CREDIT: AP Photo/Rachel La Corte

Protesters on opposing sides of the Syrian refugee resettlement issue rally in front of the state Capitol in Olympia, Wash., Friday, Nov. 20, 2015. Washington Gov. Jay Inslee has said the state will welcome refugees and has criticized other governors who have threatened to stop accepting them following last week's terror attacks in Paris.

All the perpetrators of the mass murder in Paris who have been identified are European nationals from France and Belgium.

Still the effort to link the attacks to Syrian refugees has continued. Specifically, some are pointing to the fact that at least one terrorist left behind a Syrian passport. This passport has been determined by officials to be fake. CNN reported that the individual, along with one other unnamed attacker who may have been carrying a fake Syrian passport, were also European nationals.

But these facts are cited by critics of the Syrian refugee program in the United States, including 31 governors, as a justification for suspending the program. Even if Syrian refugees themselves were not involved in the attacks, the argument goes, the existence of the fake passports proves that the Syrian refugee program provides a unique opportunity for members of ISIS, like the ones who perpetrated the Paris attacks, to enter the United States. These individuals, critics note, are believed to have used the “migrant route” to reenter Europe through Greece. So the United States should shut down its refugee program to prevent the same thing from happening here.

This argument, however, has a huge logical flaw.

Using a fake Syrian passport makes sense if you are a European national who would like to travel to Syria (or elsewhere) and back undetected. Entry into Europe through Greek islands is particuarly porous and open to abuse:

Greek authorities on islands such as Leros, Lesbos and Chios have confronted thousands of arrivals every day in recent months as refugees and other migrants make the short sea crossing from Turkey in inflatable boats. Short of staff and equipment, Greek police carry out only a simple procedure that involves taking people’s data and fingerprints, and sometimes asking them a few questions, before giving them permission to travel onward, deeper into Europe.
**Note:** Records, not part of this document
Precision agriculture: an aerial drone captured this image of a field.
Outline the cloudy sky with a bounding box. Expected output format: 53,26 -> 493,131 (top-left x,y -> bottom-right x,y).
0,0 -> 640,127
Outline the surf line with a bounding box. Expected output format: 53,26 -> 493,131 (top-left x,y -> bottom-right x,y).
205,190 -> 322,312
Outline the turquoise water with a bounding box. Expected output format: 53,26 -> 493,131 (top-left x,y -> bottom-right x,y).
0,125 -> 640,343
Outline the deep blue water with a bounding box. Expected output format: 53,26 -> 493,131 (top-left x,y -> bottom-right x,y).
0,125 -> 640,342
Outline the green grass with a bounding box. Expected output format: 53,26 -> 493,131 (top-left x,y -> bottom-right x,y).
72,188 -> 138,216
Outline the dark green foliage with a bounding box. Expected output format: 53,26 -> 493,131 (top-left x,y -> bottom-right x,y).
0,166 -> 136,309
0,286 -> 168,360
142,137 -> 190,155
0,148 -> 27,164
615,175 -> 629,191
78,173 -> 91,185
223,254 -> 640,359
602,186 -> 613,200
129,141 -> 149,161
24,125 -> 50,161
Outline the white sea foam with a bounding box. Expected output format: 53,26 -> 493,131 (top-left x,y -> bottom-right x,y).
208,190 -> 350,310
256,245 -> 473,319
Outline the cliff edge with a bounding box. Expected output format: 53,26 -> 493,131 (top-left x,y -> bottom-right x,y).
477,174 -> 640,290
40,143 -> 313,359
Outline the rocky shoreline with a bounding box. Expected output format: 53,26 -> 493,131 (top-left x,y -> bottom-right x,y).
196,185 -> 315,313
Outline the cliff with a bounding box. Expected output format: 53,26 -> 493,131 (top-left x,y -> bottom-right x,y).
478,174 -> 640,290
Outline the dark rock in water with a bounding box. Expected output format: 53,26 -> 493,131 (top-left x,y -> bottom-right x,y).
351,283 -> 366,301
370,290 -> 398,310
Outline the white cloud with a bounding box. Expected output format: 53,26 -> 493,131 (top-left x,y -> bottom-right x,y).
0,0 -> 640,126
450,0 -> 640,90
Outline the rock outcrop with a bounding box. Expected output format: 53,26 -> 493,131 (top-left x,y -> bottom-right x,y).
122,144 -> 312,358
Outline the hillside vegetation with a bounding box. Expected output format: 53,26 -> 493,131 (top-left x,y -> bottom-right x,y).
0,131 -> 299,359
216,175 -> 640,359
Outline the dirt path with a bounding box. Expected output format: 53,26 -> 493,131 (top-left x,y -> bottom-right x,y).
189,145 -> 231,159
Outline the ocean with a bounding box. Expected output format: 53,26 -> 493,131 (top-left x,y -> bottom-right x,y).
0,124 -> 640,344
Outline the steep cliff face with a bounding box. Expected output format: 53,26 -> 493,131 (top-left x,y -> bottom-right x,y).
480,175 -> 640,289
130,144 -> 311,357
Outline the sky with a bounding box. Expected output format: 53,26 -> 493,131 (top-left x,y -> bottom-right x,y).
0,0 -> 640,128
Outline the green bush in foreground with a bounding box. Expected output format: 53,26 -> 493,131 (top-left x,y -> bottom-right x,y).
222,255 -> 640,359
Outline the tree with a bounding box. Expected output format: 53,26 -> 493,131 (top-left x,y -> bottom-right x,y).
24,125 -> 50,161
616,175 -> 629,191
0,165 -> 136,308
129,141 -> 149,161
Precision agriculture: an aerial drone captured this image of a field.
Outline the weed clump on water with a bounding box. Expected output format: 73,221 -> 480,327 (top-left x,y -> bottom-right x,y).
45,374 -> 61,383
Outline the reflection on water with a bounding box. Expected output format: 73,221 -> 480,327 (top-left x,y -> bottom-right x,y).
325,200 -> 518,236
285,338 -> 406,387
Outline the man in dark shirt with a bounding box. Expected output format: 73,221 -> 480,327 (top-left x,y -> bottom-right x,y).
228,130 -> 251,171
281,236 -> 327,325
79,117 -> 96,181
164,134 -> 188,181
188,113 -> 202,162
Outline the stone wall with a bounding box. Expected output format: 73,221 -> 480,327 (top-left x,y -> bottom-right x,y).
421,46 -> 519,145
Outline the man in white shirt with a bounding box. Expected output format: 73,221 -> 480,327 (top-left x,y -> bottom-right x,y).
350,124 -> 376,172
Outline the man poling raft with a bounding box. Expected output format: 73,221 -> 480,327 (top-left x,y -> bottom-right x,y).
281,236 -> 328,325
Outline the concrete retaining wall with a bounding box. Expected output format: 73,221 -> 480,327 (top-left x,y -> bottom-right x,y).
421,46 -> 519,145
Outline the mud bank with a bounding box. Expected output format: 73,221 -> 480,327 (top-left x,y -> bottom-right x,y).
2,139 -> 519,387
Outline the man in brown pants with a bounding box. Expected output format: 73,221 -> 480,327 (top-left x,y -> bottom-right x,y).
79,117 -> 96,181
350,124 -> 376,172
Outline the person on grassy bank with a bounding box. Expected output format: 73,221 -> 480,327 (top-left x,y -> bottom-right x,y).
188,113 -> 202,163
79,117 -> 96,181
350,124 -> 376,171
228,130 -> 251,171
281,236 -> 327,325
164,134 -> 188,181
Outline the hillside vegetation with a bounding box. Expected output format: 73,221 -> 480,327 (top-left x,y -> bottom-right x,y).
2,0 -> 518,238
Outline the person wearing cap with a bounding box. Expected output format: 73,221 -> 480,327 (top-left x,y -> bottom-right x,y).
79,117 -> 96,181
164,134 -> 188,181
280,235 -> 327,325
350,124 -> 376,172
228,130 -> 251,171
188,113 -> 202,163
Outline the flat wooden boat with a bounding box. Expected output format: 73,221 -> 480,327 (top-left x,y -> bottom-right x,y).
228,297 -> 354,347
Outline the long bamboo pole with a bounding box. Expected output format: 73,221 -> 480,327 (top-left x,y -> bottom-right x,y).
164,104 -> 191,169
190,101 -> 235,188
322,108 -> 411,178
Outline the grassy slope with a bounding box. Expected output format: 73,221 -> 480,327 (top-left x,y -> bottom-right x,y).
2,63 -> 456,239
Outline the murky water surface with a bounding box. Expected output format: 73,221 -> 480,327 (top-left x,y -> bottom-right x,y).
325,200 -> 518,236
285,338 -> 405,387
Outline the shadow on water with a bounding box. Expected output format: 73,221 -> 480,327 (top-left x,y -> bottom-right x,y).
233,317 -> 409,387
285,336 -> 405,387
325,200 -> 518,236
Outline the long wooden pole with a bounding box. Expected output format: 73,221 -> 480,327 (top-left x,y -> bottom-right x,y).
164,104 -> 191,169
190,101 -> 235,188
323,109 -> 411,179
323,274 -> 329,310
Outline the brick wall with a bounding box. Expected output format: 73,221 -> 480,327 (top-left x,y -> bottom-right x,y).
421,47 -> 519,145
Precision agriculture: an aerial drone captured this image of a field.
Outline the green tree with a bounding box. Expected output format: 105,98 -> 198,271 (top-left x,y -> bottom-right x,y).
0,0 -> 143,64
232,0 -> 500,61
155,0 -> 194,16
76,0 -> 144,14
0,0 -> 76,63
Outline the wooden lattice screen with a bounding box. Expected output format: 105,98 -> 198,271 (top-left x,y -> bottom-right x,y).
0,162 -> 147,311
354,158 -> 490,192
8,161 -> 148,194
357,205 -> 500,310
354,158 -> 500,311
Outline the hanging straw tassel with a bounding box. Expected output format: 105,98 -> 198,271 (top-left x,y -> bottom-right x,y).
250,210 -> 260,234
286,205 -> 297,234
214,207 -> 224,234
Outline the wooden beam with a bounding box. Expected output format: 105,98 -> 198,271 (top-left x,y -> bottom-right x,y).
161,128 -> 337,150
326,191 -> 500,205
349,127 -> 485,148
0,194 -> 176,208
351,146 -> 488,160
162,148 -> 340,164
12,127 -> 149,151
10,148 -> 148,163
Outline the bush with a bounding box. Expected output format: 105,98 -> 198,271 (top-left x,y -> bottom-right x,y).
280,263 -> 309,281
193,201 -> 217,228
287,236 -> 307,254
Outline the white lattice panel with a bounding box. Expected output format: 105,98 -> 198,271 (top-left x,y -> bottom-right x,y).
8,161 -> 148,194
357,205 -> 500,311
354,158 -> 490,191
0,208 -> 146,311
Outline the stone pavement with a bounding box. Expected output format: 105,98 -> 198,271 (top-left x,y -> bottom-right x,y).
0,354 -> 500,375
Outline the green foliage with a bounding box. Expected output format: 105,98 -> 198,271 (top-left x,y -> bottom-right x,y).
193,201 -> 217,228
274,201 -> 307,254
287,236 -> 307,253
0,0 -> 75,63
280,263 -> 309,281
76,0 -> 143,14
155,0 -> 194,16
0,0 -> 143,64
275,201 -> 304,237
But the process of entering Greece as a (fake) migrant is not at all comparable to entering the United States as a Syrian refugee. The later takes 18-24 months and includes the collection of biometric data, security checks, interviews and background investigations.


CREDIT: Center For American Progress

It would be extremely challenging for an individual with a fake Syrian passport to enter the United States through this gauntlet. That’s why of the 784,000 refugees who have come to the United States in the 14 years since 9/11, none have committed an act of domestic terrorism and only three have been charged with any terrorism-related crime.

CNN reports that “[t]he refugee program is simply the toughest way for any foreigner to enter the U.S. legally.”

Moreover, the individuals like those who conducted the Paris attacks — French and Belgian nationals — have absolutely no reason to subject themselves to such scrutiny with fake documents. These individuals could simply use their EU passport to enter the United States without a visa. Belgium and France are part of the United State’s visa waiver program. The only thing you need to do to enter the country is “answer a few questions on a form on the Internet, and have a passport with a digital photograph.”

It makes no logical sense that individuals like the Paris attackers would seek to use the Syrian refugee program to enter the U.S. when far easier methods are available.